What makes Hot Hot Heat so damned cute is that it’s punk dressed in pop clothing – it has the heart of rebelliousness but with the mind of radio-friendly melodies and easy-on-the-ear compositions. So you feel their fire, and indeed their heat, but it’s safe and it’s friendly.
The opening two tracks (after the atmospheric instrumental introduction) provide one of the strongest openings to an album this year. Running Out Of Time is a raucous monolith of a first track. It’s rich in explosive beats and, if you like disco punk, so infectious you’ll find yourself jumping about your living room.
Then it’s single Goodnight Goodnight, dished out for free via a download on their website. I pity the poor girl who this is about, as it’s fairly strong in its ‘see ya never wanna be ya’ sentiment. Yet it’s another cracker with arty high staccato riffs, multi-tempo pounding drums and a vocal melody reminiscent of a very steep rollarcoaster ride – fluid and fast yet it crunches the stomach. It has the same urgency as Mr Brightside by The Killers, there’s even a ghost of a similar guitar riff, but hey.
There’s also more intelligent word play from the bristling troupe. It’s a Hot Hot Heat staple to come up with a similar lyrical wit to Oscar Wilde. Little gems I’ve plucked out are: “I’ve given up on social niceties, I threw them out when I threw out your keys” (Goodnight Goodnight), “The only thing constant was the constant reminder that she’d never change” (Ladies And Gentleman), “I was half of a man nearly half of the time” (Elevator), and rhyming ‘laughing’ with ‘caffeine’ is either inspired or risible. I’ll plump for the former.

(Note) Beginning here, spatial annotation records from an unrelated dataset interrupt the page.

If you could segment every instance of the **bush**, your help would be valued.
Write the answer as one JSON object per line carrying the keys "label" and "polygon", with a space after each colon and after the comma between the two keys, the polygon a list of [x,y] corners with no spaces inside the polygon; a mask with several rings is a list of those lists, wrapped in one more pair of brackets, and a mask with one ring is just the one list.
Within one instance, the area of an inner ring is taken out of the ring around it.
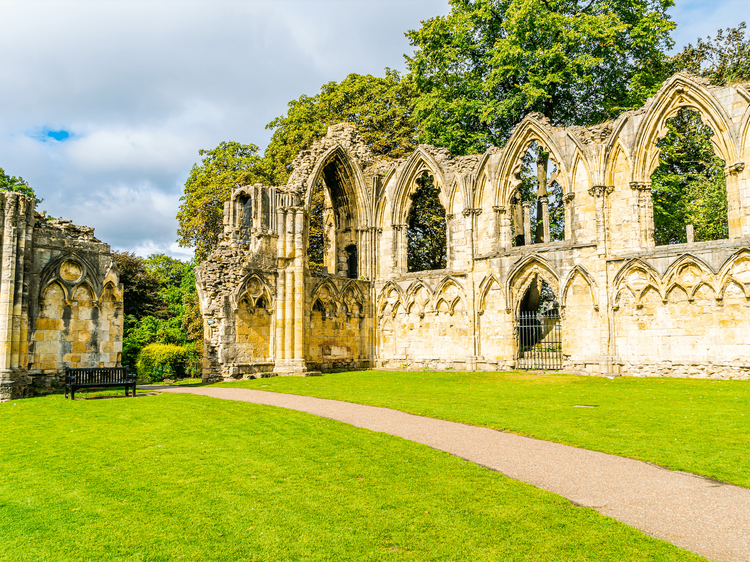
{"label": "bush", "polygon": [[145,382],[184,378],[191,366],[190,350],[173,344],[152,343],[138,355],[138,377]]}

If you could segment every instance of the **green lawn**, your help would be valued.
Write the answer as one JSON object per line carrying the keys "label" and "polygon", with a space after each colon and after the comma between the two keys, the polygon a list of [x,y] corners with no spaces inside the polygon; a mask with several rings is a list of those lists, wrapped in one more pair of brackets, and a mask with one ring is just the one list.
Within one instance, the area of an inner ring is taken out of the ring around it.
{"label": "green lawn", "polygon": [[385,406],[750,488],[750,381],[363,371],[218,386]]}
{"label": "green lawn", "polygon": [[55,395],[0,404],[0,424],[0,560],[701,560],[446,453],[289,410]]}

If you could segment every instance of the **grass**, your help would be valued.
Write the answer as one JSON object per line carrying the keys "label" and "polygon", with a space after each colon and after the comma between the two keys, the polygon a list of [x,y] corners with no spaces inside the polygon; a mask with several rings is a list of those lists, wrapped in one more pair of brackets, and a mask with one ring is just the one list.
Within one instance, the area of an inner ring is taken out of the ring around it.
{"label": "grass", "polygon": [[300,412],[53,395],[0,404],[0,424],[0,560],[702,560],[446,453]]}
{"label": "grass", "polygon": [[750,381],[362,371],[217,386],[395,408],[750,488]]}

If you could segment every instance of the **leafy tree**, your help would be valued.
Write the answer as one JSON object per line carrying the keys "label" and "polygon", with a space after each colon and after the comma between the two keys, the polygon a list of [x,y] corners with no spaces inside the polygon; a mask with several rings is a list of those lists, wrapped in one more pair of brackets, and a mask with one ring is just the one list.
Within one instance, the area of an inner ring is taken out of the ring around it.
{"label": "leafy tree", "polygon": [[666,69],[672,0],[451,0],[407,33],[426,142],[502,146],[526,114],[586,125],[640,106]]}
{"label": "leafy tree", "polygon": [[29,182],[20,176],[16,177],[7,175],[2,168],[0,168],[0,191],[14,191],[16,193],[21,193],[34,199],[37,205],[42,202],[42,199],[39,199],[36,196],[36,193],[29,185]]}
{"label": "leafy tree", "polygon": [[181,246],[195,246],[198,261],[206,258],[219,241],[224,202],[232,188],[266,180],[254,144],[222,142],[213,150],[199,150],[201,164],[194,165],[185,182],[177,213]]}
{"label": "leafy tree", "polygon": [[386,69],[385,77],[350,74],[328,82],[314,96],[289,102],[286,115],[266,128],[274,133],[264,154],[264,166],[274,185],[283,185],[297,154],[326,135],[330,125],[347,121],[380,156],[401,158],[416,147],[412,119],[413,83]]}
{"label": "leafy tree", "polygon": [[750,81],[750,39],[745,38],[745,22],[719,30],[716,39],[698,39],[672,59],[673,70],[685,70],[707,78],[711,84],[726,86]]}
{"label": "leafy tree", "polygon": [[446,222],[445,208],[440,203],[440,188],[427,173],[417,180],[417,189],[411,195],[407,263],[409,271],[445,269]]}
{"label": "leafy tree", "polygon": [[696,241],[727,238],[724,161],[711,145],[713,131],[686,109],[667,121],[667,129],[651,176],[656,244],[686,242],[686,224],[693,225]]}

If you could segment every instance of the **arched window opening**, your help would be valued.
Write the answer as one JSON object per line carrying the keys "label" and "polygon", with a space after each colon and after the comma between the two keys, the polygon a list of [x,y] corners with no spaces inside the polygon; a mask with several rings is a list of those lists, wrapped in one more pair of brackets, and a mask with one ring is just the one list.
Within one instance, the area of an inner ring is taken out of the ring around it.
{"label": "arched window opening", "polygon": [[561,369],[562,330],[557,297],[538,275],[521,299],[516,319],[518,366]]}
{"label": "arched window opening", "polygon": [[654,242],[685,243],[691,230],[696,242],[728,238],[724,161],[711,144],[714,132],[689,109],[680,109],[666,125],[651,176]]}
{"label": "arched window opening", "polygon": [[240,197],[240,203],[242,204],[242,226],[252,228],[253,226],[253,199],[243,195]]}
{"label": "arched window opening", "polygon": [[549,152],[533,141],[523,156],[521,182],[511,203],[514,246],[565,239],[565,205],[556,177]]}
{"label": "arched window opening", "polygon": [[307,263],[310,274],[314,276],[329,271],[327,266],[329,266],[330,254],[333,249],[332,232],[335,231],[333,212],[329,201],[325,183],[319,180],[312,192],[307,233]]}
{"label": "arched window opening", "polygon": [[447,266],[445,207],[440,188],[427,172],[417,179],[408,217],[407,263],[409,271],[445,269]]}
{"label": "arched window opening", "polygon": [[346,276],[349,279],[357,278],[357,245],[349,244],[346,247]]}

Mid-album however the tracks sound like they’re cut from the same cloth, both chord and composition-wise. It’s your bog standard euphoric choruses with some variations in keyboard sounds but otherwise it all sounds fairly similar. But what they lack in diversity they more than make up for in catchy melodies and pure unadulterated passion for the songs.
The album is sealed off nicely with what sounds like a forthcoming single, Elevator. The title track, Hot Hot Heat certainly go out with a bang. Using a lift as a metaphor for an up-down relationship, they infuse the song with a fluid anthemic chorus that I can already hear being shrieked at festivals this summer. They can be my bell boys any day!
So this album may be moulded from a well-known template but Hot Hot Heat still know how to freshen things up – like shaking an old coveted duvet outside. It’s a smart album full of little gems and rife with catchy tunes. It may be nothing revolutionary, but why change a winning team?